The major setting of this novel is the provincial university where Dixon is working and also desperately trying to maintain his position. His chief opposition to his goal is the family of his superior, the Welches, who, with their own desire to rise through the ranks of power and prestige, end up in opposition with Dixon's attempts to ingratiate himself with them. Dixon however is also hampered by his own ineffectual incompetence, and much of the comedy of this hilarious novel revolves around the attempts of Dixon to conceal his mistakes and errors from those around him, such as his burnt sheet and his inability to sing. The description of the university is very important symbolically to establishing some of the key themes of this text, in particular the way that pretence and aspiring to be something you are not is liked to stasis and stagnation. Note how this is presented in the following quote:
An ill-kept lawn ran down in front of them to a row of amputated railings, beyond which was College Road and the town cemetry, a conjunction responsible for some popular local jokes. Lecturers were fond of lauding to their students the comparative receptivity to facts of "the Honours Class over the road," while the parallel between the occupations of graveyard attendant and custodian of learning was one which often suggested itself to others besides the students.

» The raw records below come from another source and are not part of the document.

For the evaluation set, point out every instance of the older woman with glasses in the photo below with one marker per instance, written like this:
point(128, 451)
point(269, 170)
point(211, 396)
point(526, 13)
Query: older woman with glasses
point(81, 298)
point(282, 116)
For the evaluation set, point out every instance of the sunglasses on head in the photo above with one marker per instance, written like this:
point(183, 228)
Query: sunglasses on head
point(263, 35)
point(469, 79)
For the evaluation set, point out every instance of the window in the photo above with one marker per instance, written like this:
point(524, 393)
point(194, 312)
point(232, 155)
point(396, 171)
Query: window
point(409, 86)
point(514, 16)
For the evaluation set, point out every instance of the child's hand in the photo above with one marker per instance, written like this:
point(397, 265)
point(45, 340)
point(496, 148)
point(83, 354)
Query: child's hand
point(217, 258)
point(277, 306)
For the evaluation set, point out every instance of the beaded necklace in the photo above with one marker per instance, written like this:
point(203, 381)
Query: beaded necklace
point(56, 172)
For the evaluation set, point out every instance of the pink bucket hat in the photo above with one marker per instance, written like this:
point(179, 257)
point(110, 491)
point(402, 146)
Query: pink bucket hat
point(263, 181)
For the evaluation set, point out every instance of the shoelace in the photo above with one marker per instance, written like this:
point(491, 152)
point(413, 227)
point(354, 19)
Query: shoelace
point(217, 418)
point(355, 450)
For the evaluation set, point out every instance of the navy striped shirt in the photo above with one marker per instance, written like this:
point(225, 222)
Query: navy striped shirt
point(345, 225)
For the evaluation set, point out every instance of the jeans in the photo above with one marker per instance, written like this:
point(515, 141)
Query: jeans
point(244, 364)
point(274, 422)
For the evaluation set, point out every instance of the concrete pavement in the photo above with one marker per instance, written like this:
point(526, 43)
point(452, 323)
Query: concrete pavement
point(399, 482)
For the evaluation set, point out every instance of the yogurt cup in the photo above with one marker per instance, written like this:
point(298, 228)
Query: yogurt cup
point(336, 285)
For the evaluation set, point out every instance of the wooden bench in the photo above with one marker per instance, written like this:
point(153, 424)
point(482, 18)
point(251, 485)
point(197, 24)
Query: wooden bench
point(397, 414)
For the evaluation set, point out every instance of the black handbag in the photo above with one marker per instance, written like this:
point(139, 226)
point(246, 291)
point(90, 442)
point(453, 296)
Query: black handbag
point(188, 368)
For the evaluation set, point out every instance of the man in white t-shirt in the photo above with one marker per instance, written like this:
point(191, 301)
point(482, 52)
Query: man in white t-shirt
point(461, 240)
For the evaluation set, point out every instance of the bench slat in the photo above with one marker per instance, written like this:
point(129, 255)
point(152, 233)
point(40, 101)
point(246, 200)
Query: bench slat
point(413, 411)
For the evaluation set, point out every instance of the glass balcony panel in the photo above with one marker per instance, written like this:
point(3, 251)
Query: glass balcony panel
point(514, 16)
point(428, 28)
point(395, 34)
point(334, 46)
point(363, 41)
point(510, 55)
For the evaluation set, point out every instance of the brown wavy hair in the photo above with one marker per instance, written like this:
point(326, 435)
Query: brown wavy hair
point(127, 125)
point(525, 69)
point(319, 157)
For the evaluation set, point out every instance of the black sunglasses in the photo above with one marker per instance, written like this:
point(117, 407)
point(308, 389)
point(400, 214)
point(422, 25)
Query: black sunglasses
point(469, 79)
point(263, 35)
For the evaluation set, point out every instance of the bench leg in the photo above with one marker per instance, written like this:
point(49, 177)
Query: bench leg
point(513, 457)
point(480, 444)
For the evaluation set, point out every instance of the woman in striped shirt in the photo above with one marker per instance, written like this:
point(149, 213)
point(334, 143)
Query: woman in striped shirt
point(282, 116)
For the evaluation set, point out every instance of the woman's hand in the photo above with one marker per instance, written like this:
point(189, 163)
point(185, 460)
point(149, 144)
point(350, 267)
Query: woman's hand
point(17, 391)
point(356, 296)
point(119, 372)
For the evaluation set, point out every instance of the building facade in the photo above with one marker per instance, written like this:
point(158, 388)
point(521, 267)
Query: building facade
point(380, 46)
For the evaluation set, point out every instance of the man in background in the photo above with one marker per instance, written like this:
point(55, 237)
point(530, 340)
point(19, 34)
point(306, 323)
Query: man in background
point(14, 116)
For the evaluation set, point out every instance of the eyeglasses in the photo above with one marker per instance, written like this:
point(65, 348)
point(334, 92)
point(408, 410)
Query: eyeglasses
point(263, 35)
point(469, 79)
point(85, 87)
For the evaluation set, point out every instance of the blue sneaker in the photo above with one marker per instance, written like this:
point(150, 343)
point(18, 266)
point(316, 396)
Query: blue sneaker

The setting clearly establishes the university, which at the beginning of the novel Dixon is so keen to remain working at, as linked with death, and as the novel progresses it is clear that woking at the university is something that makes Dixon superficial and dishonest, exhibiting the same kind of hypocrisy as the Welches. Setting is therefore important to show the kind of stifled form of social control that exists in this academic environment that is so repressive to Dixon. This also acts as a contrast to the liberty to finally be himself that Dixon finds when he loses his job and moves to London.